51. Texas and California.
How would you identify your gender?
Sexually I am a woman, but intellectually, I feel that it is more complicated.
Why did you want to be involved in the project?
The project is timely because we are at a crux right now where society is learning what gender is and isn’t.
What presentation made you feel least like yourself? Why?
The drag queen presentation felt least like me because the level of femininity of the clothes was not something I had done in a while. I felt like I was pretending.
Was there a gender identity/presentation that you wanted to try but hadn’t before this project but didn’t have the chance to do until this project?
The drag queen. Actually, I had never considered it before, but when I thought about doing the project, I thought about [this presentation] immediately. I know a lot of people who do drag, and I thought it would be fun to stand in their shoes for a little while.
How do you generally present?
I don’t think about gender when I dress--I just wear what is comfortable.
Did you gain any perspective on gender identity/expression in yourself during the project?
Yes. I thought I would feel really uncomfortable in the feminine clothing, but when I started wearing makeup, I felt more comfortable and able to express myself. I was able to be an extrovert in an acceptable framework.
Did you gain any perspective on gender identity/expression in other people during the project?
Yes. It has been enlightening to see that gender identity is much broader than the little boxes that most of society still feels a tendency to put it in.
Does the ease of a certain gender identity make you dress that way more?
I dress in a way that is easy. For the most part, I don’t think of myself in a gendered way. I think of myself as a person, and I resent it when I am forced to choose.
Do you dress a different way when you are trying to appeal to a different audience?
I only dress feminine when I have to--there are times when I have to in order to get what I want.
In your life, was there another time you explored/experimented with gender identity/expression? If so, what type of experience was it?
I wouldn’t say that I have experimented, but I have always felt that I identify more with men. I feel more powerful when I have a male identity intellectually.
What keeps you from dressing the way you feel most comfortable if anything?
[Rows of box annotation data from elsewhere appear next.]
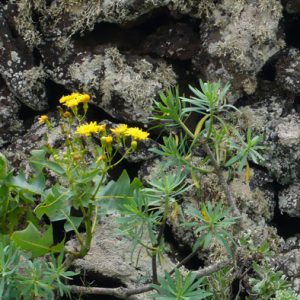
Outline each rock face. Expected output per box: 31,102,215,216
279,182,300,218
74,216,175,299
0,0,300,299
0,79,24,148
276,48,300,95
193,0,284,99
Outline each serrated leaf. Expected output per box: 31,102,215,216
29,150,65,175
64,217,83,232
34,186,73,222
7,172,43,195
11,222,53,257
96,170,142,213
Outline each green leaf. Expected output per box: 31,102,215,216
34,186,73,222
11,223,53,257
64,217,83,232
7,172,43,195
96,170,142,213
29,150,65,175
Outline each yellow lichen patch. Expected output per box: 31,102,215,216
125,127,149,141
59,93,91,108
75,122,106,136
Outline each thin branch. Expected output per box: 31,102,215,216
193,259,233,277
202,140,241,216
68,285,153,299
68,259,233,300
169,245,202,275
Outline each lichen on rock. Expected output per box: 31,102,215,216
193,0,285,99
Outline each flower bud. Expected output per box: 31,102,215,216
0,153,7,179
130,141,137,150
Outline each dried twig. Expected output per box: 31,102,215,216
68,259,233,300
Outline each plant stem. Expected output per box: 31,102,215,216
67,259,232,300
152,196,169,284
169,245,202,275
202,140,241,216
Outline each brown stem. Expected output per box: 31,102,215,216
169,245,202,275
193,259,233,277
68,259,232,300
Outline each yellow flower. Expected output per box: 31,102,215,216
59,93,91,108
125,127,149,141
38,115,48,124
101,136,113,144
63,111,72,119
110,124,127,136
75,122,106,136
77,94,91,104
63,98,80,108
59,93,77,104
201,208,209,222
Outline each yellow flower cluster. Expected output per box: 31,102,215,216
75,122,106,136
110,124,128,136
59,93,91,108
38,115,48,124
110,124,149,141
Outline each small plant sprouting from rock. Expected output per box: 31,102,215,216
0,93,149,299
0,81,293,300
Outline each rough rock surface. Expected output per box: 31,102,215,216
276,48,300,95
0,4,48,111
0,0,300,299
193,0,284,99
0,79,24,148
279,182,300,218
274,249,300,293
74,216,175,299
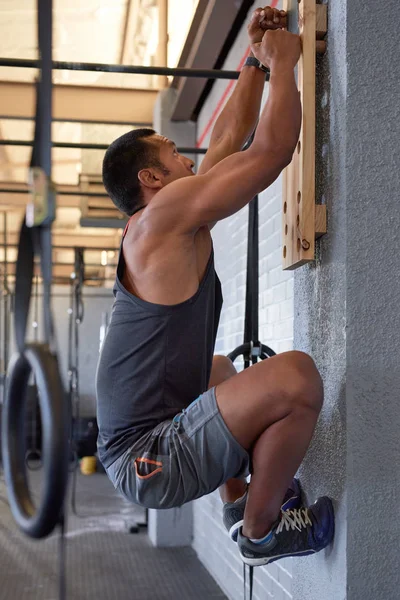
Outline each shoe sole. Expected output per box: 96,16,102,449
240,550,316,567
240,498,335,567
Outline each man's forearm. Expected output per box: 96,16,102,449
211,59,265,151
253,63,301,160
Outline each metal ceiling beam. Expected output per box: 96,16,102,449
2,230,121,251
0,81,158,124
172,0,254,121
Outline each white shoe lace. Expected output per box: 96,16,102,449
276,508,312,533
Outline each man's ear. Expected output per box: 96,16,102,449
138,169,162,189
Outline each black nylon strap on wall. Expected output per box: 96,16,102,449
243,196,259,366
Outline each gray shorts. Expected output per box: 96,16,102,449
107,388,250,508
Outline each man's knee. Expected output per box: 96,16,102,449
266,350,324,412
209,354,237,388
287,350,324,412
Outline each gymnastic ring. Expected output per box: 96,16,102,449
25,449,42,471
2,344,70,539
227,342,276,362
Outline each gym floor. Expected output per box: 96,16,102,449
0,471,226,600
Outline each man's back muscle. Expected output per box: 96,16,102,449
122,209,212,305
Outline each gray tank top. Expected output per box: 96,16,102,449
96,216,222,468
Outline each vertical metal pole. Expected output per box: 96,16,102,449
3,211,11,379
157,0,168,88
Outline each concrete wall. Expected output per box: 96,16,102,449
346,0,400,600
193,3,293,600
293,0,400,600
293,0,348,600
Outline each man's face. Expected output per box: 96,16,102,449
152,135,194,185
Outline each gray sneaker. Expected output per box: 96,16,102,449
222,479,301,542
238,496,335,567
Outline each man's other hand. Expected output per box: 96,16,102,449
247,6,287,44
251,29,301,70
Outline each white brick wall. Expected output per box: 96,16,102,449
193,5,294,600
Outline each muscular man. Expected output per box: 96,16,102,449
97,7,334,565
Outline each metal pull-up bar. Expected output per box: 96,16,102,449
0,58,252,79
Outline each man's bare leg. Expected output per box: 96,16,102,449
209,355,247,502
216,352,323,538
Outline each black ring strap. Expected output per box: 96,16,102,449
2,0,71,538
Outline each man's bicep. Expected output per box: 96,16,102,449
189,149,288,225
149,149,285,232
198,135,241,175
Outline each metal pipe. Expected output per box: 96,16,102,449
156,0,168,89
0,188,109,198
0,58,244,79
0,115,153,127
0,140,207,154
0,243,118,252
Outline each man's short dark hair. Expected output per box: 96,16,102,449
103,129,169,216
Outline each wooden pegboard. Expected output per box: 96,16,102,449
282,0,326,270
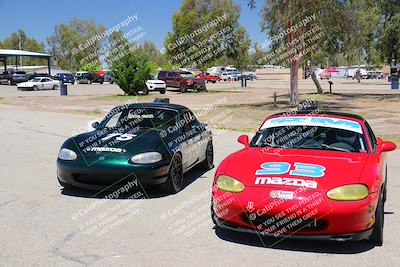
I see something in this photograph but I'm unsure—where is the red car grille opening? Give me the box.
[242,213,328,233]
I like dressing practically and comfortably. However, because I live in an affluent town, that kind of dressing is not always seen as acceptable for women.
What do you feel is the aspect of your identity that you think about the most? How do you feel that this part of your identity was represented and/or misrepresented in this project?
I think about my intellect the most, and I believe it was misrepresented in the project because when it comes to public opinion, blonde women are often seen as unintelligent. This is true in a lot of the circles that I have been in - business, academia, etc.
What parts of you are hidden in the photographs?
I know that people will see someone older when they see the photographs, but I don’t feel that old.
After seeing the photographs of yourself, what emotions do you feel? Do they look how you expected? Different than you expected?
The one in the suit really shocks me. The photographs of me in this presentation remind me of my male relatives from when I was a little kid in Texas. It is very spooky.